You know the kind of school

My friend shared the writing prompt: What is a dish you loved as a child but have never made as an adult? What did you love about it or what memories do you associate with it? Why haven’t you made it yourself? I loved and still love tea eggs. At first, I thought I hadn’t made them due to the time-consuming process, but I have made many time-consuming dishes from scratch (dumplings, mushroom ravioli, mole, tikka masala, etc.). Then I remembered fifth grade, when I brought tea eggs to school for an Ellis Island assignment. I remembered feeling excited, only to experience a “lunchbox moment.” The poem came out of unearthing this memory. Though I know it plays into an immigrant trope, I hope my poem centers on a child’s love for their parents and frames this racism in the context of a school, where problematic lessons were and still are taught.

Assigned in November, we were to

become pilgrims on the

classroom ship, so my mother crafted

dress and collar for me to

emulate Honor and Prudence.

For January’s lesson, we drew

“gentry” or “slave” from a

hat and I wish

I could say we threw Ticonderogas,

jumped onto desks. But I

knew too little then, only afraid of

losing the few friends I had.

March meant Ellis Island Day, when we

needed to bring a dish from

our heritage. Per my request, my

parents braised eggs for hours. The spiced soy sauce

quelled their fears I’d forget where I was from.

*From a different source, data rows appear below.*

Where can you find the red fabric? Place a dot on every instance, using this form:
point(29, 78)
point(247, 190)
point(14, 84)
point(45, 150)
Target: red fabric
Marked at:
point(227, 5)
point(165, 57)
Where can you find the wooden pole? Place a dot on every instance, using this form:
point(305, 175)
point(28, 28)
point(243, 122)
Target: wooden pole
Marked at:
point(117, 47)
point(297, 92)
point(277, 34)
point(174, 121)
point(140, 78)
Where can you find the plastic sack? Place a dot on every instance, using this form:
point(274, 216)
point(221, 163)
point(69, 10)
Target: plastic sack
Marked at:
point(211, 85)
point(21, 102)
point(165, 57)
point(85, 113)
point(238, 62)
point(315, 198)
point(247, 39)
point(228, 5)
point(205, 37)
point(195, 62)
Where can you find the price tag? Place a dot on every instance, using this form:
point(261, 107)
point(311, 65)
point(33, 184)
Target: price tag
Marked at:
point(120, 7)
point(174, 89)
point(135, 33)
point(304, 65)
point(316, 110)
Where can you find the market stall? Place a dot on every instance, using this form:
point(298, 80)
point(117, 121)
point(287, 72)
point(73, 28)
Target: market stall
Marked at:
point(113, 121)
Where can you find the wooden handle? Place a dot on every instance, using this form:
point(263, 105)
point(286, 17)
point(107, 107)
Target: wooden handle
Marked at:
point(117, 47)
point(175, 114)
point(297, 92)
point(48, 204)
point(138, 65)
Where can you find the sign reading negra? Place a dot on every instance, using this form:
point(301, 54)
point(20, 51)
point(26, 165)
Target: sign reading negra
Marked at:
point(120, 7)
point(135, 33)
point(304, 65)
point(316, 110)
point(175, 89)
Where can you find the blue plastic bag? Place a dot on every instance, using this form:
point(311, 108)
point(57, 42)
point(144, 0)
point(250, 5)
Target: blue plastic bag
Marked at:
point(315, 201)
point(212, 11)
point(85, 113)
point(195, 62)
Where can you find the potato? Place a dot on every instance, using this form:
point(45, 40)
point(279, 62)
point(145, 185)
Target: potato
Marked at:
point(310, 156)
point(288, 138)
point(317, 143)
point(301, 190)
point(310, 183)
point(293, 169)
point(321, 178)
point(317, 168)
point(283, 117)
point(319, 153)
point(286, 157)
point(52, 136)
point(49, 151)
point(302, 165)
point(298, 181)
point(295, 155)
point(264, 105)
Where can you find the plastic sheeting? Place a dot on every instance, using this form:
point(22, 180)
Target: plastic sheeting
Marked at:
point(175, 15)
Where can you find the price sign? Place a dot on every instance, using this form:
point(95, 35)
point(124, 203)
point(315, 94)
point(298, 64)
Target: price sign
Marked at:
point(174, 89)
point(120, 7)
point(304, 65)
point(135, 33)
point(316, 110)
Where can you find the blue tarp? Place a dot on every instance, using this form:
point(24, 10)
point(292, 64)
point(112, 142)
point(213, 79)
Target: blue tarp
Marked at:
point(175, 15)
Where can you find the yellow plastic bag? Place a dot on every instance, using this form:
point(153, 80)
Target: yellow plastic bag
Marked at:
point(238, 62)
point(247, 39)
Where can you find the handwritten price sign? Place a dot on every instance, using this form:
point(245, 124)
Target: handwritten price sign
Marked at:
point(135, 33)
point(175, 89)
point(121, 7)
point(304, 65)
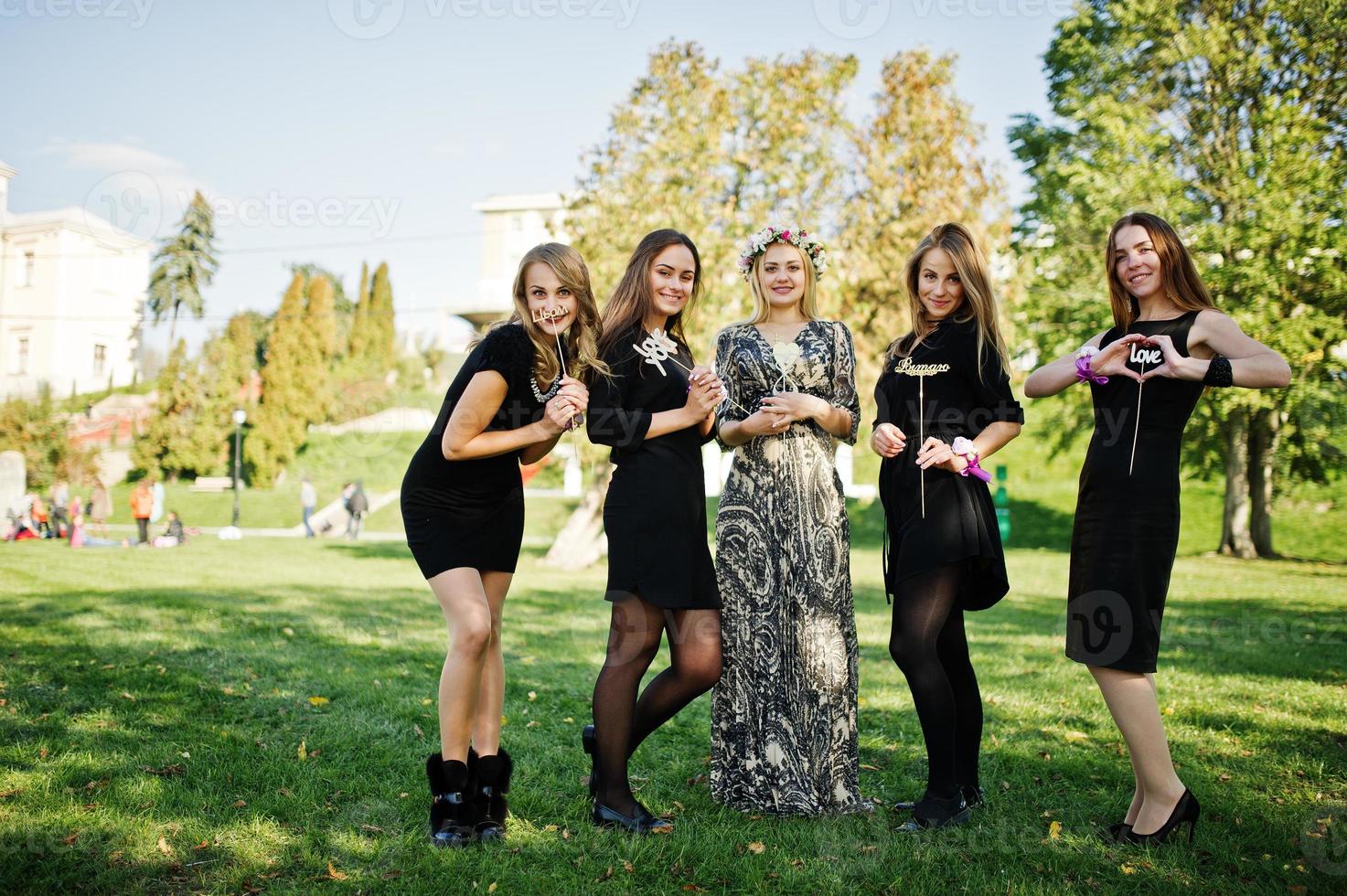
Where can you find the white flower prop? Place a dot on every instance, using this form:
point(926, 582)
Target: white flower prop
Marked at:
point(797, 238)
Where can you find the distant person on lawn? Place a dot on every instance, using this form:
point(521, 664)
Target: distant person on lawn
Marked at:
point(142, 506)
point(307, 503)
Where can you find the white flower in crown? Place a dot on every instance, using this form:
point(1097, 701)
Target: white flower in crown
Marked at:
point(803, 240)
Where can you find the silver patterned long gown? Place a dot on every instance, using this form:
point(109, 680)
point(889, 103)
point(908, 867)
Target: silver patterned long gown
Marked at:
point(785, 713)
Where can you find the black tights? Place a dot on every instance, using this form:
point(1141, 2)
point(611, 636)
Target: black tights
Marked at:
point(621, 721)
point(930, 645)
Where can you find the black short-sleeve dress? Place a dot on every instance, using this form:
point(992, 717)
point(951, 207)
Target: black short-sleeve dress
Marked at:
point(655, 512)
point(1127, 526)
point(962, 394)
point(470, 514)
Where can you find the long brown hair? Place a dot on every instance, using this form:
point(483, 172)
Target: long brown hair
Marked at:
point(581, 338)
point(632, 299)
point(1178, 273)
point(978, 304)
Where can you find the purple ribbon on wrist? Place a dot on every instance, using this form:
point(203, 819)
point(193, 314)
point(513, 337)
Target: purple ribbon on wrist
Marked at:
point(1085, 373)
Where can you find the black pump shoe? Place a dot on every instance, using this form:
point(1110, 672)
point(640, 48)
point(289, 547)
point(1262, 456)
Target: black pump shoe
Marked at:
point(589, 740)
point(933, 813)
point(640, 822)
point(973, 798)
point(452, 807)
point(490, 776)
point(1185, 810)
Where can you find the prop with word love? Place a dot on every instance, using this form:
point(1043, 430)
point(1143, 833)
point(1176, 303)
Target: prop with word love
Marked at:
point(552, 315)
point(657, 347)
point(1141, 355)
point(922, 371)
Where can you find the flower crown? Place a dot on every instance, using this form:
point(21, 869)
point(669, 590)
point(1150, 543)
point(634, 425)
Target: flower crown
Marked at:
point(803, 240)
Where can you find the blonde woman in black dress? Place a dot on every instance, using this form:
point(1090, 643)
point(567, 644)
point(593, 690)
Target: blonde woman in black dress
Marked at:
point(785, 713)
point(655, 410)
point(946, 383)
point(1170, 337)
point(462, 503)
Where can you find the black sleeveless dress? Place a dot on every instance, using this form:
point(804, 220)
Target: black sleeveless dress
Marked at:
point(962, 395)
point(1127, 526)
point(655, 511)
point(472, 512)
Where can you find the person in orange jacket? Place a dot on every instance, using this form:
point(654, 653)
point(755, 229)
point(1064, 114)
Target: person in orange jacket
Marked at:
point(142, 506)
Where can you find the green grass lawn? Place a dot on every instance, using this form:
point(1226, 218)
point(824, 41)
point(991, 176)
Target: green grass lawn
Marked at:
point(255, 716)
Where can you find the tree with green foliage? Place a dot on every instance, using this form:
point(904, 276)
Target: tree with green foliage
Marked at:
point(184, 266)
point(278, 429)
point(188, 432)
point(1229, 120)
point(40, 432)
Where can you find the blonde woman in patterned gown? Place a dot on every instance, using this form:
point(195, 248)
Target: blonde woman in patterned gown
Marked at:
point(783, 719)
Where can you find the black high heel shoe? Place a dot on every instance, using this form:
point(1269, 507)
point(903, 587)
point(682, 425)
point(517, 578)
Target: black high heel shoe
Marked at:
point(640, 822)
point(1185, 810)
point(933, 813)
point(589, 740)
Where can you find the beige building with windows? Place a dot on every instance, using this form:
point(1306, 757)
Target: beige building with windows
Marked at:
point(71, 289)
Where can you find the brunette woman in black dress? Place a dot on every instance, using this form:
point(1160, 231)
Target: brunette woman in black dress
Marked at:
point(1165, 344)
point(945, 383)
point(655, 410)
point(464, 511)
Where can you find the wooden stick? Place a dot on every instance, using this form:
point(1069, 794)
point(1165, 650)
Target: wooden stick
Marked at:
point(1136, 430)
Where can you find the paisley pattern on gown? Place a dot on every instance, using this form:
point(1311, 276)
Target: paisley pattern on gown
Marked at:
point(785, 713)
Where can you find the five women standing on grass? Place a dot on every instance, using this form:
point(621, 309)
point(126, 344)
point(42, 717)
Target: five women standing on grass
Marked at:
point(785, 719)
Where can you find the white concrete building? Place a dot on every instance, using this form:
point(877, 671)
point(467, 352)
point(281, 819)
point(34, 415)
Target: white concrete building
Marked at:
point(71, 289)
point(511, 227)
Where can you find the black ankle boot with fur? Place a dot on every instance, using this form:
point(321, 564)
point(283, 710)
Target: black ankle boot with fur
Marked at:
point(452, 810)
point(490, 776)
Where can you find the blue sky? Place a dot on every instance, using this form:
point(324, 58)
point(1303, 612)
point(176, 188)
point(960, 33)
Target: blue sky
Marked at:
point(344, 130)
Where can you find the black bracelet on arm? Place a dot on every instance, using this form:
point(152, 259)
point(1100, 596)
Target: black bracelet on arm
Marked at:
point(1219, 373)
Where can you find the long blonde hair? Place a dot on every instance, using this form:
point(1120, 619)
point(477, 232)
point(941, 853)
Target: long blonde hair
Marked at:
point(626, 307)
point(1179, 275)
point(978, 304)
point(808, 302)
point(581, 340)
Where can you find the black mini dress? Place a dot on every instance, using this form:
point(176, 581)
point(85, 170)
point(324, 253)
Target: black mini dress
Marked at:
point(655, 512)
point(1127, 527)
point(470, 514)
point(943, 389)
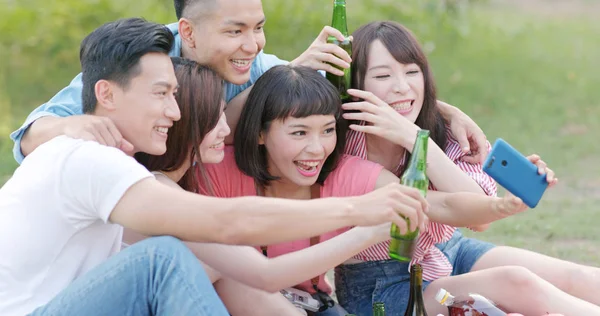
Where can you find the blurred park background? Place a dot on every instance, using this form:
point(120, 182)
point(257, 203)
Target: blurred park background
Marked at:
point(527, 71)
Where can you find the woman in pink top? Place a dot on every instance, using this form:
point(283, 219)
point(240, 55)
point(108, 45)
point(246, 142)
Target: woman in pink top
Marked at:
point(290, 140)
point(399, 99)
point(244, 279)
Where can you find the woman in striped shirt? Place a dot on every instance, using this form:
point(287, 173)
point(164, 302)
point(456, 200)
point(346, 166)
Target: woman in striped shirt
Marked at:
point(399, 99)
point(289, 142)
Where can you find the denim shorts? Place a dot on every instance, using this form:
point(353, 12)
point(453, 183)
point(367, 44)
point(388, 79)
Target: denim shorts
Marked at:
point(358, 286)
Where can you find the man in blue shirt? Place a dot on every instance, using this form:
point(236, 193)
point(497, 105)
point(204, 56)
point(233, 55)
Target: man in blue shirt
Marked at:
point(228, 36)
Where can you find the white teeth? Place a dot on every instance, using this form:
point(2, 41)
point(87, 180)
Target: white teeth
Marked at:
point(240, 62)
point(217, 145)
point(402, 106)
point(163, 130)
point(307, 164)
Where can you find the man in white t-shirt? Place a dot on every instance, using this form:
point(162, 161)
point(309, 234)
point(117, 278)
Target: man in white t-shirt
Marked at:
point(62, 213)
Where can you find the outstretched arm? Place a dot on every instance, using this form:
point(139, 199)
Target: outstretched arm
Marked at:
point(274, 274)
point(469, 135)
point(152, 208)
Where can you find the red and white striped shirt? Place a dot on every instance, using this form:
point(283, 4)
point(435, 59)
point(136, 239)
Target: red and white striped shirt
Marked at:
point(434, 262)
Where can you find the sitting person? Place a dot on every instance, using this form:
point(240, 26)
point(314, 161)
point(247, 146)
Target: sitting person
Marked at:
point(198, 136)
point(63, 211)
point(289, 144)
point(204, 33)
point(399, 99)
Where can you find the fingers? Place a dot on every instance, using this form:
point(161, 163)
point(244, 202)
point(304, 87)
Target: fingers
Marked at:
point(367, 129)
point(543, 169)
point(330, 31)
point(95, 128)
point(367, 96)
point(360, 116)
point(401, 223)
point(417, 206)
point(480, 143)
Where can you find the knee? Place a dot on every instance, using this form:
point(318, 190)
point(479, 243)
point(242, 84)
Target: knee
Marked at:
point(519, 278)
point(162, 244)
point(575, 277)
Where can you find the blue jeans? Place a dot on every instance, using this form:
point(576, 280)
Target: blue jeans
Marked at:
point(157, 276)
point(358, 286)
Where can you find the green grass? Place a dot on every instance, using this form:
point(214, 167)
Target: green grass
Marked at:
point(529, 78)
point(532, 81)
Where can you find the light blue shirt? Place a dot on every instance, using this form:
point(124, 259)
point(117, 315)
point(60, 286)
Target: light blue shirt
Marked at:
point(68, 101)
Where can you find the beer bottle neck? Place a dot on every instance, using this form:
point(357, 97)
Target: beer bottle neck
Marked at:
point(416, 285)
point(339, 17)
point(418, 159)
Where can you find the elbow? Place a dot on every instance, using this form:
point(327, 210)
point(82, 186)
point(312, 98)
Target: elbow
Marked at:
point(231, 231)
point(480, 228)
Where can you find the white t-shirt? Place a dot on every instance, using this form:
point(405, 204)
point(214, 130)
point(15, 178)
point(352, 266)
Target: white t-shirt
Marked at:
point(54, 218)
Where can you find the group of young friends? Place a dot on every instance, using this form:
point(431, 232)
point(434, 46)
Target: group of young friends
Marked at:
point(134, 151)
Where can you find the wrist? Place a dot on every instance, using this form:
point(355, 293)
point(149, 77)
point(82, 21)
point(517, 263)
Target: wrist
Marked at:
point(348, 212)
point(446, 110)
point(497, 207)
point(407, 139)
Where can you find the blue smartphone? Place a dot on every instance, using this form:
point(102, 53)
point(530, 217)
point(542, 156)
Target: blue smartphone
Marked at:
point(515, 173)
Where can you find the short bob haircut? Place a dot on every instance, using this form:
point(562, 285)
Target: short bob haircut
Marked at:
point(285, 91)
point(405, 48)
point(200, 100)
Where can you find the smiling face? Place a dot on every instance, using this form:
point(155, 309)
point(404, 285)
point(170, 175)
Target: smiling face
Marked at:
point(146, 108)
point(229, 37)
point(400, 85)
point(212, 148)
point(298, 147)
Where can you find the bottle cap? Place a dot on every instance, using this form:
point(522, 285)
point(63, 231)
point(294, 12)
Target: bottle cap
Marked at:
point(441, 296)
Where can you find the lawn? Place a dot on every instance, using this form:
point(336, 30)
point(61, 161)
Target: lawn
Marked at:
point(524, 74)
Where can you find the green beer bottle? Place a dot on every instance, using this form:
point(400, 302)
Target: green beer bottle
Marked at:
point(416, 307)
point(378, 309)
point(342, 83)
point(402, 247)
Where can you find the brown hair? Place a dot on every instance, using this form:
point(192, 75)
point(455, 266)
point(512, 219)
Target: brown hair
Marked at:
point(200, 100)
point(405, 48)
point(281, 92)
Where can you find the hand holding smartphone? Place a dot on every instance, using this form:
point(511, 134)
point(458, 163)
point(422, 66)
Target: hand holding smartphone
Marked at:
point(515, 173)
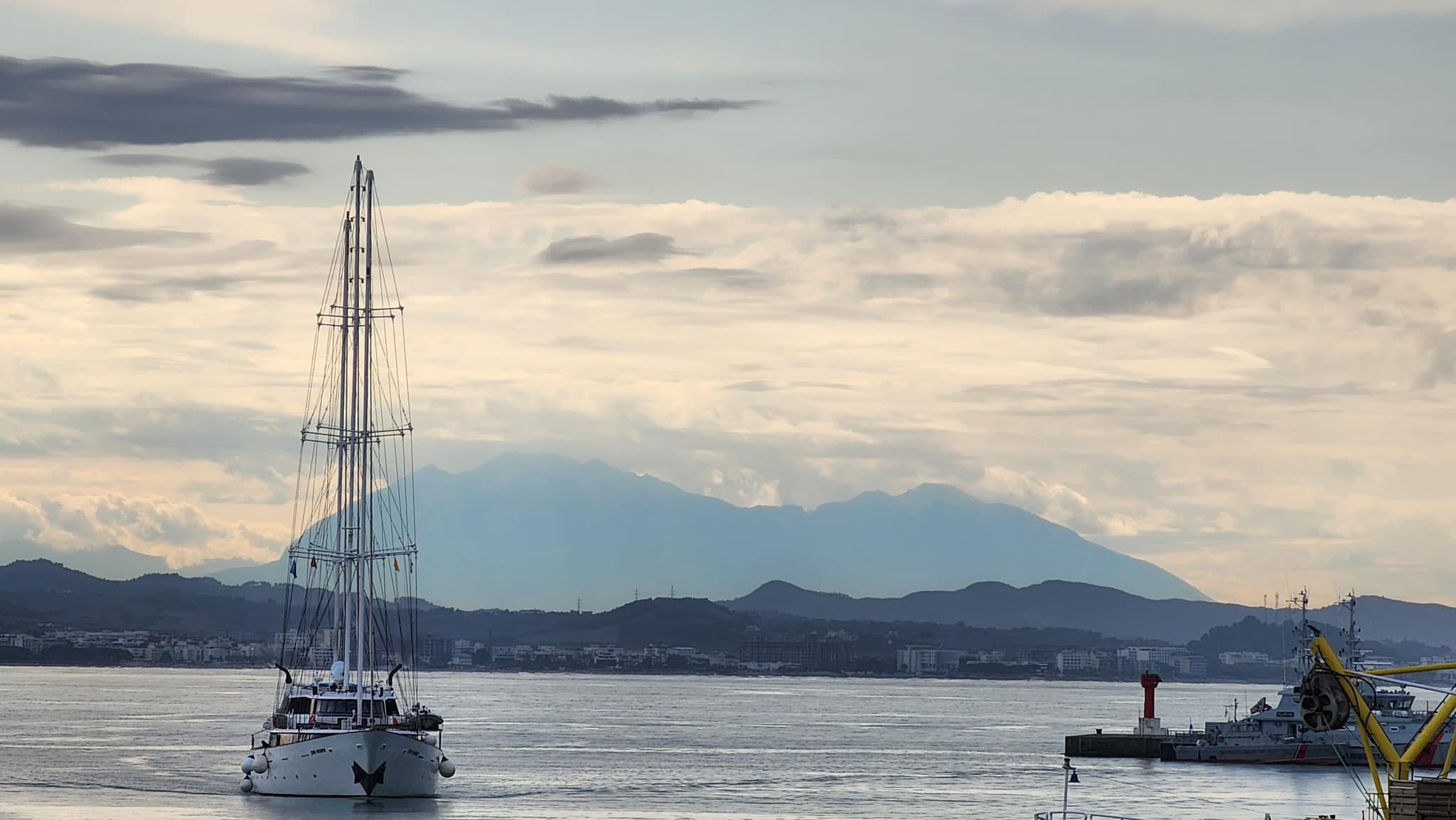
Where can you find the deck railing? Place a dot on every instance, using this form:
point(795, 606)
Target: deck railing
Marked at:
point(1079, 816)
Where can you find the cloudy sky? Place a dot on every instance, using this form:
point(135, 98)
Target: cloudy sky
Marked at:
point(1175, 274)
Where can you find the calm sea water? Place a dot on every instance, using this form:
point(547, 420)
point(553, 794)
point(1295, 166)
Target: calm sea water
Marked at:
point(168, 743)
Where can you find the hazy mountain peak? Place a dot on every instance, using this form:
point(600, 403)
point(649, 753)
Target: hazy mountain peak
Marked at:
point(539, 531)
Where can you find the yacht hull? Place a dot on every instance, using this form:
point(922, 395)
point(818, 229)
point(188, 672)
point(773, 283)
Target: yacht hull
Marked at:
point(1293, 753)
point(353, 764)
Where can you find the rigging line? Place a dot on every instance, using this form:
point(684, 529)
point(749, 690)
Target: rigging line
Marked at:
point(1209, 800)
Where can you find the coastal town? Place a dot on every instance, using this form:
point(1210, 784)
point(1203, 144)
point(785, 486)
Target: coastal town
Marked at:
point(835, 653)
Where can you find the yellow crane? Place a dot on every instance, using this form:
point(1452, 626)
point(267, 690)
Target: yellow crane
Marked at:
point(1329, 696)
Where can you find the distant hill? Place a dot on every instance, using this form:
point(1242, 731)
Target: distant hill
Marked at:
point(528, 531)
point(104, 561)
point(41, 592)
point(37, 596)
point(1085, 606)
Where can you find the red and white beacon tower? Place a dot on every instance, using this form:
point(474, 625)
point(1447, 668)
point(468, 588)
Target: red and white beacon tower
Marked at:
point(1149, 724)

Really from. But my classmates showed up with

spaghetti and shortbread. Store-bought cake. It wasn’t that the

teacher opened the pan after dessert, or that my classmates

uttered ew like a punchline. It wasn’t my

voyage home on the bus; it was the pan’s

weight in my mother’s hands, with

exactly the same contents as

yesterday. Two dozen eggs—instead of

zero—inside.

Winshen Liu is from Illinois. Her poems have appeared in Cincinnati Review, Frontier Poetry, The Malahat Review, The Rumpus, and Southeast Review, among others. Follow her work at
winshenliu.com.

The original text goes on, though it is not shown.